Vol. 8, No. 1 April 2004
In This World
 The Pashtun are a group of people living along the eastern fringes of Afghanistan bordering Pakistan. They make up 45 percent of the Afghan population and formed the backbone of the Taliban organization. Fifty thousand of them find sanctuary in a Pakistan refugee camp known as Shamshatoo; most are escapees from the 1979 Soviet invasion and the barbaric regime of the Taliban. But life in the camps is in itself punishing and subhuman and there is every reason to seek life elsewhere.
 Jamal Udin Torabi is a sixteen-year-old Pashtun who has decided to embark on a long trip through the ancient Silk Road en route to what he envisions as a better place: London. Along with his twenty something cousin Enayat, Jamal braves what is sure to be a via dolorosa, a perilous journey through a dark tunnel with only a utopian dream and his cryptic English for a survival kit.
 British director Michael Winterbottom (Welcome to Sarajevo, 24 Hour Party People) recreates the journey of the two Pashtun refugees in his latest opus In this World, a film where documentary reality and fiction boundaries liquefy. The digitally-shot In this World is a visceral experience rather than a socio-political commentary. Winterbottom opts for a stylistic signature reminiscent of Italian neo-realism and the emergent Iranian new wave exemplified by the works of Mohsen Makhmalbaf (Kandahar, The Day I Became a Woman). He follows the journey of the characters using intrusive hand-held cameras and the effect is powerful.

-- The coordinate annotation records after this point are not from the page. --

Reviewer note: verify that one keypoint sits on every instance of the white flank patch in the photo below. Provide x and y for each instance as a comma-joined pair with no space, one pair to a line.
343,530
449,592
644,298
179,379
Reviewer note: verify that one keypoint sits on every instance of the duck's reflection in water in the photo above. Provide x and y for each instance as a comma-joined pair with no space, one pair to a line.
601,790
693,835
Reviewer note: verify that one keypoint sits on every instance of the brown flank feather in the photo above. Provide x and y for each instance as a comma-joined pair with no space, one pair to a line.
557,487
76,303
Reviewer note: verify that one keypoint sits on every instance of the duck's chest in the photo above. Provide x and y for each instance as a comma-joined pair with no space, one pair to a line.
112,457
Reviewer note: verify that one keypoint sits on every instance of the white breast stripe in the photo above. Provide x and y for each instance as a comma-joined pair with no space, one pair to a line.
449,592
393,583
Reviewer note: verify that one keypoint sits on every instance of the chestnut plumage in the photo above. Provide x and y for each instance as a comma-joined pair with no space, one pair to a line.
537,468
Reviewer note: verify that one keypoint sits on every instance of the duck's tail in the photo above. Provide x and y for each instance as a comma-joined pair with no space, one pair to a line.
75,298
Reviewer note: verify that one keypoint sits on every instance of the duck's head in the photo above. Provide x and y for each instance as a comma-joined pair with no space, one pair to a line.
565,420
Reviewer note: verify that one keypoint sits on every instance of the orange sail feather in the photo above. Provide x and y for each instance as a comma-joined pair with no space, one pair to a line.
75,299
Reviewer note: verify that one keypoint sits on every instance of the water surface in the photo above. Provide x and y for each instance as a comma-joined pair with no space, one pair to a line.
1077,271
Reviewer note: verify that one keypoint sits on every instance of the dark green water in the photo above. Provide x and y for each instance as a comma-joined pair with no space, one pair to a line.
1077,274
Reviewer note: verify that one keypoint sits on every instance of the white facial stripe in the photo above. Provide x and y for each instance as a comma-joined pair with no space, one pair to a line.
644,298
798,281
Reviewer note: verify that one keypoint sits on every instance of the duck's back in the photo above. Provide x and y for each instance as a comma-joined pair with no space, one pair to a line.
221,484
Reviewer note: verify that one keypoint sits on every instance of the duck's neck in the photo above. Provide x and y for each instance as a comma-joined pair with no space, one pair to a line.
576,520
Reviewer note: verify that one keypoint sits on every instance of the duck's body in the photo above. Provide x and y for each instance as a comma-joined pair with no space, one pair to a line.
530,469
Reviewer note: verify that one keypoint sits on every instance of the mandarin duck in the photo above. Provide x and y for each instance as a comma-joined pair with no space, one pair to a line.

The very cinematography of this film helps problematize the struggles of the refugees; it evinces their uncertainty, restlessness, and exhaustion. As such, Winterbottom almost literally puts the viewers in Jamal and Enayat's shoes.
 The obstacles and dangers that confront the two characters are menacing and cruel. They face the shrewd fixers of human smuggling who exact dollars and rupees from them. They escape gunfire as they trek a snow-covered trail in pitch darkness. And in one traumatic scene that will haunt me for some time, Jamal and Enayat are literally imprisoned in the cargo of a delivery truck for 40 hours along with other refugees, among them, a baby. Sealed, cramped and illuminated only by a single flashlight, the truck becomes hell on earth from which there is no escape, especially for Enayat, who does not live to tell the tale.
 Winterbottom, however, does not limit his film to Third World miserabilism. In this World's touching moments come in the unguarded glimpses of humanity shining through despite the characters' ordeals. In a couple of stops, Jamal enjoys a game of football with boys his age, cracks silly jokes just when Enayat is about to sleep, and enjoys a tall cone of ice cream a friendly vendor offers for the price of a regular scoop. One scene that stands out beautifully in its guilelessness is when Jamal says goodbye to friends and relatives just before he sets out on his journey. As he walks away from the refugee camp, a small boy follows him jestingly and ignores Jamal's stern orders for him to get back home. Because the scene unfolds in a subtle, non-manipulative way, it pulls powerfully at the heartstrings. Contributing to the ethos is Winterbottom's choice of non-actors to play roles that are close equivalents, if not exact re-enactments, of their real-life roles. Jamal, for one, plays himself.
 The road map is grim and long for Jamal- Shamshatoo-Peshawar-Quetta-Tehran-Istanbul-Trieste, until the last stop before London, the Sangatte refugee camp in France. From there, the channel tunnel offers the final crossing to freedom.
 Will he see the light at the end of the tunnel?
 The denouement is open-ended and the film proffers an eschatological perspective. In the closing scene, we see Jamal ardently praying to Allah in a London mosque. The prayer lingers as the credits roll and we read from subtitles that in real life, Jamal will be ordered to leave London on his eighteenth birthday. For marginal Third World people like Jamal, a reasonably decent life is too much to ask for in this world.